Lorsqu'ils répondent à leurs contradicteurs, leur démarche se distingue par une rigueur méthodologique remarquable : loin des emportements stériles, ils s'attachent à contextualiser avec précision, à mobiliser des éléments factuels d'une solidité difficilement contestable et à rétablir, avec une sobriété maîtrisée, la justesse des faits.
Une telle posture, à la fois didactique et d'une rigueur inflexible, leur permet non seulement de se prémunir contre les dérives d'une polémique stérile, mais surtout de contraindre leurs interlocuteurs à se confronter à leurs propres incohérences, les confondant avec une élégance qui relève davantage de l'administration de la preuve que de l'affrontement discursif.
Tel est précisément le cas en l'espèce, lorsque le Dr Jean-Damascène Bizimana entreprend de recadrer son homologue congolais Patrick Muyaya, en opposant à l'approximation des propos une rigueur factuelle et historique qui, sans emphase ni invective, en révèle les limites et en dissipe les artifices.
Car il est des paroles qui excèdent le simple cadre de l'expression politique pour s'inscrire dans une généalogie autrement plus sombre : celle des discours qui fragmentent, désignent et à terme, exposent.
Les propos de Patrick Muyaya, tenus sur Télé 50, s'inscrivent dans cette zone de gravité où le langage cesse d'être neutre pour devenir performatif.
D'après Muyaya, " c'est une guerre que nous vivons depuis 30 ans. Ici nous sommes à Bukavu, on est dans une partie du pays où la femme a été particulièrement victime des atrocités des Tutsi. Tous les Congolais, cette guerre, c'est la leur. On a un front militaire, on a un front politique, on a un front diplomatique, on a un front économique, on a un front médiatique, on a un front judiciaire. Ça nous permettra de résoudre un problème qui dure depuis 30 ans. "
Ces mots, cités sans altération, suffisent à eux seuls à nourrir une interrogation grave. L'expression " les atrocités des Tutsi ", en essentialisant un groupe, procède d'une rhétorique de généralisation qui, dans l'histoire des violences de masse, a trop souvent constitué le prélude à des dérives tragiques.
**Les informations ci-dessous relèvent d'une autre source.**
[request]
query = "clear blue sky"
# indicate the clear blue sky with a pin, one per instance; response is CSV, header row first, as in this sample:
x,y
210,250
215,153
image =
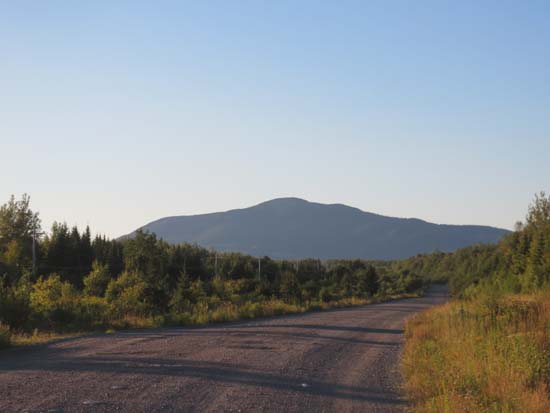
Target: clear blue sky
x,y
118,113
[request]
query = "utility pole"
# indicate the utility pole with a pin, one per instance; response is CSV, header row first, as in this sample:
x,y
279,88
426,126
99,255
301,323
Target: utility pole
x,y
34,251
259,268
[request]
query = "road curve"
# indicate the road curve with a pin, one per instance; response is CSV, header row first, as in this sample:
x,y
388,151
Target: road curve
x,y
330,361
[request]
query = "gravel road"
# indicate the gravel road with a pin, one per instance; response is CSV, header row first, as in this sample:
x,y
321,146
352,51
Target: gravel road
x,y
331,361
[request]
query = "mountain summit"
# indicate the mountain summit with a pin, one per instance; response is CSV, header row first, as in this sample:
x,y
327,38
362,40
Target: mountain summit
x,y
295,228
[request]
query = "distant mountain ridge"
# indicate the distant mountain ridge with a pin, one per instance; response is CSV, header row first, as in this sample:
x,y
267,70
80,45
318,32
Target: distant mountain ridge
x,y
294,228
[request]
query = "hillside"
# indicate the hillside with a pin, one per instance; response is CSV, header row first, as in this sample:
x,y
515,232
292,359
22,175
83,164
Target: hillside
x,y
294,228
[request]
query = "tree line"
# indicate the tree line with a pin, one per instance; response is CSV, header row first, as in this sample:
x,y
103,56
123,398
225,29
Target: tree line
x,y
519,263
67,279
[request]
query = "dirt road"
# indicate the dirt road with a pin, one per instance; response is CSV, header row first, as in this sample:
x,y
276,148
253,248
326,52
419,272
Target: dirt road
x,y
333,361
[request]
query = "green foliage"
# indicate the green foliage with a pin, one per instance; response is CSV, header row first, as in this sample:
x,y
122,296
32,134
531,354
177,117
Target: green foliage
x,y
87,283
128,295
17,225
5,336
95,283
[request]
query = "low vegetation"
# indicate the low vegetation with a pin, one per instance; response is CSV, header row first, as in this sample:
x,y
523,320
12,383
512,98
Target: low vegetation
x,y
78,284
489,350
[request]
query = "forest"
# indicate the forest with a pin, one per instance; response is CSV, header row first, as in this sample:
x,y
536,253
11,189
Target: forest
x,y
65,280
488,350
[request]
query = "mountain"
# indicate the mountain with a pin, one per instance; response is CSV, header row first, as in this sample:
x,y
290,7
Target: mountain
x,y
295,228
Car les mots ne sont jamais anodins : ils tracent des lignes, fabriquent des ennemis, légitiment des hostilités.
L'expérience historique, notamment celle du Tribunal pénal international pour le Rwanda, a consacré avec force la responsabilité pénale des producteurs de discours de haine.
Les condamnations de Ferdinand Nahimana, Jean Bosco Barayagwiza et Hassan Ngeze, tout comme les aveux de Joseph Serugendo et Georges Henri Yvon Ruggiu, rappellent avec une implacable clarté que l'incitation verbale peut constituer l'antichambre du crime.
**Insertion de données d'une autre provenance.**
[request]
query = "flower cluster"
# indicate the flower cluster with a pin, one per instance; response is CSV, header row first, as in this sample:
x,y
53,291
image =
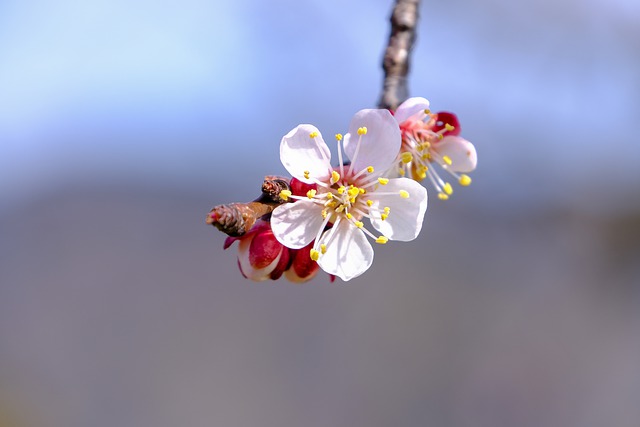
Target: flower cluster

De la négation à la responsabilité : l'exigence d'un sursaut moral
Plus préoccupant encore que la teneur des propos est le déni qui les entoure. Car nier l'évidence de ses propres mots, ou tenter d'en altérer la portée, revient à prolonger leur effet délétère en refusant toute reddition morale.
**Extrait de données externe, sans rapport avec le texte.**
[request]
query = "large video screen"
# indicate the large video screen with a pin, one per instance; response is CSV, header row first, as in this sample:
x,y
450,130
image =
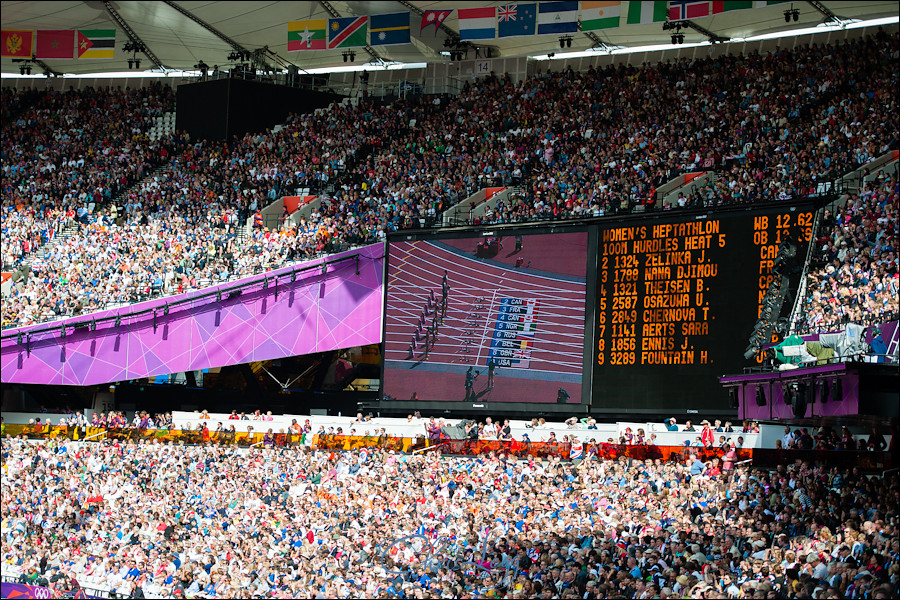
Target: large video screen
x,y
493,318
677,300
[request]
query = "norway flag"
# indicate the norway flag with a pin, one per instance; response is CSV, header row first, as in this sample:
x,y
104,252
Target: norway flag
x,y
684,9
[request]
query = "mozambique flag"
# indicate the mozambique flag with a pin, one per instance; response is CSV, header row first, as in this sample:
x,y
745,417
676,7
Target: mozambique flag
x,y
348,32
96,43
307,35
16,43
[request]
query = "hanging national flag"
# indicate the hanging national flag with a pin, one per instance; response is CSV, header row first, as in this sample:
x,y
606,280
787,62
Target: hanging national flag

Cette posture n'est pas sans précédent. Elle s'inscrit dans une continuité historique où certaines figures politiques ont cru pouvoir instrumentaliser le langage sans en assumer les conséquences, à l'image de Abdoulaye Yerodia Ndombasi, dont les déclarations infamantes demeurent, malgré l'absence de jugement, une tache indélébile.
Dès lors, la question n'est plus seulement politique, elle devient éthique. Peut-on, au regard de l'histoire récente de la région des Grands Lacs, se permettre de manier des catégories ethniques avec une telle désinvolture ? Peut-on ignorer que la stigmatisation répétée, même sous couvert d'analyse sécuritaire, alimente des imaginaires de haine dont les conséquences échappent ensuite à leurs auteurs ?
Il ne s'agit pas ici d'exiger l'impossible, mais simplement de rappeler l'essentiel : la responsabilité des mots. Face à de tels propos, une seule issue digne s'impose, non la fuite, non la dénégation, mais la reconnaissance.
Dire, avec sobriété et gravité : " Pardon chers internautes, moi, Patrick Muyaya, j'ai déconné, je confesse, je m'incline devant l'erreur, je retire mes mensonges. "
Car dans certaines circonstances, la parole qui répare vaut infiniment plus que celle qui persiste à diviser.